President Donald Trump's comments on "flipping" pop up in NYC courtroom

President Donald Trump and his supporters claim that he doesn’t know much of anything about campaign finance law, but there’s one person who might disagree with that assessment: Donald Trump himself. Or at least a prior version.

According to the Wall Street Journal, sworn statements from prior decades “indicate [Trump] has a deep understanding of campaign-finance laws.” This apparent knowledge is notable because of Trump’s previous Twitter pronouncements that he relied upon the advice of his former attorney Michael Cohen when authorizing hush money payments to adult actresses during the 2016 presidential election.

“I never directed Michael Cohen to break the law,” Trump tweeted. “He was a lawyer and he is supposed to know the law. It is called ‘advice of counsel,’ and a lawyer has great liability if a mistake is made. That is why they get paid.”
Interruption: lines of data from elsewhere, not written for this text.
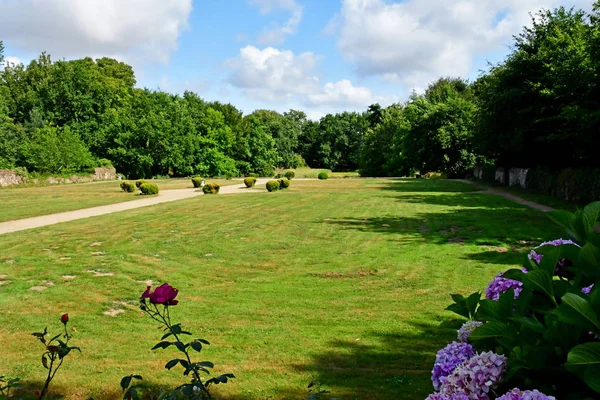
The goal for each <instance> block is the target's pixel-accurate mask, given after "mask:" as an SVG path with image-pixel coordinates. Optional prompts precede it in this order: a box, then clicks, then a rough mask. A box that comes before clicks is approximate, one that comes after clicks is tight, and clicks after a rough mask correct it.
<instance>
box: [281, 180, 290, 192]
mask: <svg viewBox="0 0 600 400" xmlns="http://www.w3.org/2000/svg"><path fill="white" fill-rule="evenodd" d="M289 187H290V180H289V179H286V178H282V179H280V180H279V189H281V190H283V189H287V188H289Z"/></svg>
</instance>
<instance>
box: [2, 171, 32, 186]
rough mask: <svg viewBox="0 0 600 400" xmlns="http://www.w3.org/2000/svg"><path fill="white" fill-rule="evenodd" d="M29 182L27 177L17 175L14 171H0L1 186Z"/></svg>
mask: <svg viewBox="0 0 600 400" xmlns="http://www.w3.org/2000/svg"><path fill="white" fill-rule="evenodd" d="M25 181H27V178H26V177H23V176H21V175H19V174H17V172H16V171H13V170H12V169H0V186H10V185H18V184H20V183H23V182H25Z"/></svg>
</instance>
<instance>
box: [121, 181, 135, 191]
mask: <svg viewBox="0 0 600 400" xmlns="http://www.w3.org/2000/svg"><path fill="white" fill-rule="evenodd" d="M121 190H122V191H124V192H127V193H133V192H135V185H134V184H133V183H131V182H127V181H125V182H121Z"/></svg>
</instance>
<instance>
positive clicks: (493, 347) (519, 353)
mask: <svg viewBox="0 0 600 400" xmlns="http://www.w3.org/2000/svg"><path fill="white" fill-rule="evenodd" d="M569 176H570V175H569V174H567V177H569ZM565 179H567V178H565ZM548 216H549V217H550V219H551V220H553V221H554V222H555V223H557V224H558V225H560V226H561V227H562V228H563V229H564V230H565V231H566V232H567V233H568V235H569V236H570V238H569V239H556V240H552V241H549V242H544V243H542V244H540V245H539V246H537V247H536V248H534V249H532V250H531V251H530V252H529V254H528V255H527V256H526V257H524V264H523V267H522V268H519V269H516V268H515V269H510V270H508V271H505V272H503V273H500V274H498V275H496V277H495V278H494V279H493V280H492V281H491V282H490V283H489V284H488V286H487V288H486V290H485V291H484V293H483V294H482V293H481V292H477V293H473V294H471V295H470V296H468V297H463V296H462V295H460V294H453V295H452V299H453V300H454V303H453V304H451V305H450V306H449V307H448V308H447V309H448V310H450V311H453V312H454V313H456V314H458V315H460V316H461V317H463V318H465V319H467V321H466V322H464V324H462V326H461V327H460V329H459V330H458V335H457V336H458V337H457V339H458V341H457V342H453V343H451V344H450V345H448V346H447V347H446V348H444V349H442V350H440V351H439V352H438V353H437V356H436V360H435V364H434V368H433V372H432V382H433V386H434V390H436V393H433V394H432V395H430V396H429V397H428V399H429V400H441V399H486V400H487V399H495V400H509V399H510V400H512V399H517V400H523V399H536V400H555V399H572V400H583V399H592V398H594V399H597V398H600V385H599V384H598V379H599V378H598V376H599V375H598V372H599V370H598V365H600V341H599V337H600V261H599V260H600V235H598V234H597V233H596V232H595V230H594V227H595V226H596V224H597V222H598V217H599V216H600V202H596V203H591V204H589V205H588V206H586V207H585V208H584V209H583V210H577V211H576V212H575V213H569V212H566V211H554V212H551V213H549V214H548ZM482 297H483V298H482ZM463 321H464V320H463ZM455 322H456V321H455ZM458 322H459V324H458V325H456V326H455V327H458V326H460V323H461V322H462V321H458ZM448 324H452V323H451V322H450V323H448ZM448 324H446V325H448ZM467 342H468V343H467ZM525 389H528V390H525ZM538 390H539V391H540V392H543V394H542V393H540V392H538ZM502 393H506V394H504V395H501V394H502Z"/></svg>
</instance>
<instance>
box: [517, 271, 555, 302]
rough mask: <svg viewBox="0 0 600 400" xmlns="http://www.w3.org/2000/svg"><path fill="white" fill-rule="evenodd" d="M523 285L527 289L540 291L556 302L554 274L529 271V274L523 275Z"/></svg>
mask: <svg viewBox="0 0 600 400" xmlns="http://www.w3.org/2000/svg"><path fill="white" fill-rule="evenodd" d="M553 272H554V271H553ZM523 283H524V285H525V286H526V287H529V288H531V289H535V290H538V291H540V292H542V293H544V294H545V295H546V296H548V297H550V298H551V299H552V301H555V300H554V287H553V286H552V274H550V273H549V272H548V271H545V270H541V269H537V270H534V271H529V272H528V273H527V274H523Z"/></svg>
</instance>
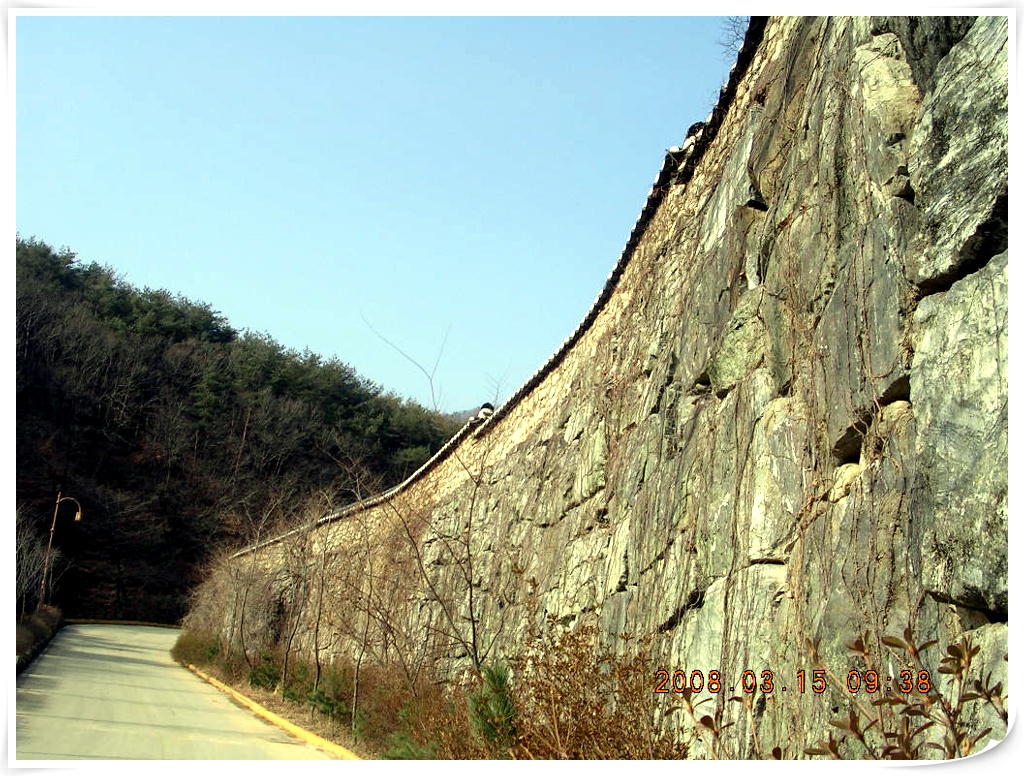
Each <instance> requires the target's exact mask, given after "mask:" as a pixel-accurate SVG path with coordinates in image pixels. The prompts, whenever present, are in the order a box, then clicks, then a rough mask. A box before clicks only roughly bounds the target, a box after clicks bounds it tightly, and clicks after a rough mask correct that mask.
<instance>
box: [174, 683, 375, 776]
mask: <svg viewBox="0 0 1024 776" xmlns="http://www.w3.org/2000/svg"><path fill="white" fill-rule="evenodd" d="M185 667H186V669H188V671H190V672H191V673H193V674H195V675H196V676H197V677H199V678H200V679H202V680H203V681H204V682H206V683H207V684H211V685H213V686H214V687H216V688H217V689H218V690H220V691H221V692H223V693H224V694H226V695H228V696H230V697H231V698H232V699H233V700H234V701H237V702H238V703H241V704H242V705H244V706H246V708H248V709H249V710H250V712H252V713H253V714H255V715H256V716H257V717H261V718H262V719H264V720H266V721H267V722H269V723H270V724H271V725H276V726H278V727H279V728H282V729H283V730H285V731H286V732H288V733H291V734H292V735H293V736H295V737H296V738H298V739H300V740H302V741H305V742H306V743H308V744H309V745H311V746H315V747H316V748H317V749H323V750H324V751H326V752H328V753H329V755H334V756H335V757H336V758H338V759H339V760H361V759H362V758H360V757H359V756H358V755H355V753H354V752H352V751H349V750H348V749H346V748H345V747H344V746H339V745H338V744H336V743H334V742H332V741H328V740H327V739H326V738H321V737H319V736H318V735H316V734H314V733H310V732H309V731H308V730H303V729H302V728H300V727H299V726H298V725H296V724H294V723H291V722H289V721H288V720H286V719H285V718H283V717H280V716H279V715H275V714H274V713H273V712H271V710H270V709H268V708H264V707H263V706H261V705H260V704H259V703H257V702H256V701H255V700H253V699H252V698H249V697H246V696H245V695H243V694H242V693H241V692H239V691H238V690H236V689H233V688H231V687H228V686H227V685H225V684H224V683H223V682H221V681H219V680H217V679H214V678H213V677H211V676H210V675H209V674H207V673H206V672H204V671H201V670H200V669H197V667H196V666H195V665H193V664H191V663H188V664H187V665H186V666H185Z"/></svg>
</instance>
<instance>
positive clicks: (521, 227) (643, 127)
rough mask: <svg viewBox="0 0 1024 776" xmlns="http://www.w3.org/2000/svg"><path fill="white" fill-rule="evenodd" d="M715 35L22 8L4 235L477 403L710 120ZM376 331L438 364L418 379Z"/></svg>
mask: <svg viewBox="0 0 1024 776" xmlns="http://www.w3.org/2000/svg"><path fill="white" fill-rule="evenodd" d="M721 35H722V18H721V17H635V18H630V17H597V18H582V17H515V18H501V17H482V18H465V17H430V18H422V17H420V18H409V17H380V18H373V17H344V16H333V17H309V16H297V17H244V16H227V17H213V16H199V17H187V16H141V17H124V16H112V15H86V16H75V15H71V16H70V15H32V12H31V11H28V12H26V11H20V12H19V15H18V16H17V17H16V38H15V41H16V59H15V64H16V81H15V86H16V102H15V110H16V123H15V131H16V136H15V140H16V156H15V162H16V211H15V212H16V216H15V227H16V230H17V231H18V233H20V234H22V235H23V236H26V238H29V236H35V238H37V239H39V240H42V241H44V242H46V243H49V244H50V245H52V246H53V247H55V248H60V247H68V248H70V249H71V250H73V251H74V252H76V253H77V254H78V257H79V259H80V260H81V261H83V262H86V263H88V262H92V261H96V262H98V263H100V264H106V265H110V266H111V267H112V268H114V269H115V271H117V272H118V273H119V275H120V276H121V277H122V278H123V279H124V281H126V282H127V283H130V284H132V285H133V286H136V287H138V288H146V287H148V288H154V289H158V288H159V289H167V290H168V291H170V292H172V293H174V294H179V295H181V296H184V297H186V298H188V299H190V300H193V301H197V302H205V303H208V304H210V306H211V307H213V308H214V309H215V310H217V311H219V312H220V313H221V314H223V315H224V316H225V317H226V318H227V319H228V321H229V322H230V324H231V325H232V326H233V327H234V328H236V329H239V330H250V331H254V332H261V333H265V334H267V335H269V336H270V337H272V338H273V339H274V340H276V341H278V342H280V343H281V344H282V345H284V346H286V347H288V348H292V349H295V350H298V351H302V350H304V349H306V348H308V349H309V350H312V351H314V352H316V353H319V354H321V355H322V356H325V357H338V358H339V359H341V360H342V361H345V362H346V363H349V364H351V365H352V367H353V368H354V369H355V370H356V371H357V372H358V373H359V374H360V375H361V376H362V377H365V378H367V379H369V380H372V381H374V382H375V383H377V384H379V385H381V386H382V387H383V388H384V389H385V390H388V391H393V392H394V393H396V394H398V395H400V396H403V397H409V398H413V399H415V400H417V401H420V402H421V403H424V404H426V405H431V404H432V403H434V402H436V404H437V406H438V408H439V409H442V411H445V412H455V411H460V409H464V408H469V407H473V406H476V405H478V404H479V403H480V402H482V401H484V400H494V399H495V398H497V399H498V400H499V401H501V400H504V399H505V398H507V397H508V396H509V395H510V394H511V393H512V392H513V391H514V390H515V389H516V388H517V387H518V386H519V385H520V384H521V383H522V382H523V381H524V380H526V379H527V378H528V377H529V375H530V374H531V373H532V372H534V371H535V370H536V369H538V368H539V367H540V365H541V364H542V363H543V362H544V360H545V359H546V358H547V357H548V356H549V355H550V354H551V353H552V352H553V351H554V350H555V348H557V346H558V345H559V343H560V342H561V341H562V340H563V339H564V338H565V337H566V336H568V335H569V334H570V333H571V332H572V330H573V329H574V328H575V326H577V325H578V324H579V322H580V320H581V319H582V318H583V316H584V314H585V313H586V311H587V309H588V308H589V307H590V305H591V303H592V302H593V301H594V299H595V298H596V296H597V294H598V292H599V291H600V289H601V287H602V285H603V283H604V279H605V277H606V275H607V273H608V271H609V270H610V269H611V267H612V266H613V264H614V263H615V261H616V260H617V258H618V255H620V253H621V251H622V249H623V247H624V245H625V243H626V240H627V238H628V236H629V232H630V229H631V228H632V226H633V223H634V221H635V219H636V217H637V215H638V214H639V212H640V209H641V208H642V206H643V203H644V201H645V198H646V195H647V189H648V187H649V186H650V184H651V182H652V180H653V178H654V176H655V174H656V172H657V170H658V168H659V166H660V164H662V159H663V156H664V153H665V149H666V148H668V147H670V146H672V145H675V144H679V143H681V142H682V140H683V137H684V135H685V132H686V129H687V127H688V126H689V125H690V124H692V123H693V122H695V121H699V120H702V119H703V118H705V117H707V115H708V113H709V112H710V110H711V109H712V106H713V105H714V102H715V100H716V98H717V94H718V90H719V88H720V87H721V86H722V84H724V83H725V80H726V78H727V75H728V71H729V68H730V67H731V64H732V61H733V54H734V52H726V51H725V50H724V49H723V46H722V45H720V44H719V42H718V41H719V39H720V38H721ZM374 330H376V331H377V332H379V333H380V334H381V335H383V336H384V337H386V338H387V339H388V340H390V341H391V342H392V343H394V344H395V345H397V346H398V347H399V348H400V349H401V350H402V351H404V352H406V353H408V354H409V355H410V356H412V357H413V358H415V359H416V360H417V361H419V362H420V363H421V364H422V365H423V367H424V368H425V369H426V370H427V371H430V370H432V369H433V368H434V363H435V361H436V363H437V367H436V372H435V373H434V378H433V385H432V386H431V384H430V382H429V381H428V380H427V378H426V377H425V376H424V375H423V374H422V373H421V372H420V371H419V370H418V369H417V367H416V365H414V364H413V363H411V362H410V361H409V360H407V359H406V358H404V357H403V356H402V355H401V354H399V353H398V352H396V351H395V350H394V349H392V348H391V347H389V346H388V345H387V344H385V343H384V342H383V341H382V340H381V339H380V338H379V337H378V336H377V335H375V334H374ZM438 356H439V360H438ZM431 387H432V388H433V395H432V394H431Z"/></svg>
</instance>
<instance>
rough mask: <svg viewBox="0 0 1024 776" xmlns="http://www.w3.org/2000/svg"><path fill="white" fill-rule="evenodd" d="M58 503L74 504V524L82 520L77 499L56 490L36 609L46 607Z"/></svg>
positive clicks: (39, 585) (80, 508) (53, 504)
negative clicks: (49, 539) (50, 551)
mask: <svg viewBox="0 0 1024 776" xmlns="http://www.w3.org/2000/svg"><path fill="white" fill-rule="evenodd" d="M60 502H75V506H76V507H78V512H76V513H75V522H78V521H79V520H81V519H82V505H81V504H79V503H78V499H75V498H73V497H71V495H60V491H59V490H57V500H56V502H55V503H54V504H53V522H52V523H50V541H49V542H48V543H47V545H46V554H45V555H44V556H43V580H42V581H41V583H40V584H39V604H38V606H37V608H42V607H43V606H45V605H46V575H47V574H48V573H49V570H50V551H51V549H52V548H53V531H54V530H56V527H57V511H58V510H59V509H60Z"/></svg>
Cohen was recently sentenced to three years in prison due in part to those hush money payments–payments that prosecutors determined were unlawful campaign contributions. As Law&Crime previously reported, legal experts have been skeptical of Trump’s potential liability viz. the Cohen-facilitated hush money payments because criminal violations of campaign finance law are contingent on someone actually knowing their behavior is unlawful. Wednesday’s revelation of Trump’s prior on-the-record testimony would seem to alter that calculus.

The WSJ report notes:

Trump’s statements were made as part of a 2000 regulatory investigation into his casino company and in 1988 testimony for a government-integrity commission. They contrast with the portrayal by some of the president’s allies that he is a political novice with little understanding of campaign-finance laws and therefore couldn’t be charged with violating them.

In one of the documents, a four-page affidavit signed by Trump, the one-time casino magnate appeared to note his strong familiarity with Federal Election Commission (FEC) rules governing corporate contributions to candidates.

“I personally sponsored and hosted a reception for William L. Gormley, a candidate for election to the United States Senate from the State of New Jersey,” one of Trump’s statements reads. “I did so solely in my individual capacity, not in my representative capacity as Chairman of Trump Hotels & Casino Resorts, Inc.”

Another series of statements note:

I paid from my personal funds all the costs of the invitations, food, and beverages for the March 27, 2000 reception I sponsored and hosted for William L. Gormley. I was not reimbursed, in whole or in part, for the costs of the invitations, food and beverages for the March 27, 2000 reception I sponsored and hosted for William L. Gormley.

“I have gone through federal campaigns, and frankly it’s the best thing that ever happened to me because you’re limited to a thousand-dollar contribution,” Trump said in another statement from 1988.

Brett Kappel is an election-law lawyer at Akerman LLP cited in the WSJ‘s report. In comments to the outlet he noted that the language used above by Trump more or less tracks with statutory rules surrounding what’s acceptable–and what’s not acceptable–under campaign finance law.

“[The affidavit] indicates that Trump had a very thorough understanding of federal campaign finance law, especially regarding what he could and could not legally do when raising money for a federal candidate,” Kappel said.

Trump’s lead attorney Rudy Giuliani previously cast doubts on Trump’s knowledge or awareness of campaign finance law.

“Honestly, I don’t think his knowledge goes that deep because mine didn’t until I researched it,” he told the WSJ on Wednesday.

Ultimately, the FEC declined to move ahead with charges against Trump’s company. Prosecutors in the Southern District of New York, however, could find that those decades-old Trump statements dovetail quite nicely with their present understanding of President Trump as an unindicted co-conspirator in the Cohen case. One perhaps not-so-obvious caveat here: campaign finance laws have changed a bit since 1988–and 2000.

But such shifts in campaign finance law might not matter all that much to investigators.

Election law expert and Law Professor Richard Hasen told the WSJ that “[Trump’s] sophistication in matters of campaign finance would be valuable and probative evidence” for any investigation into what the 45th president knew and when he knew it.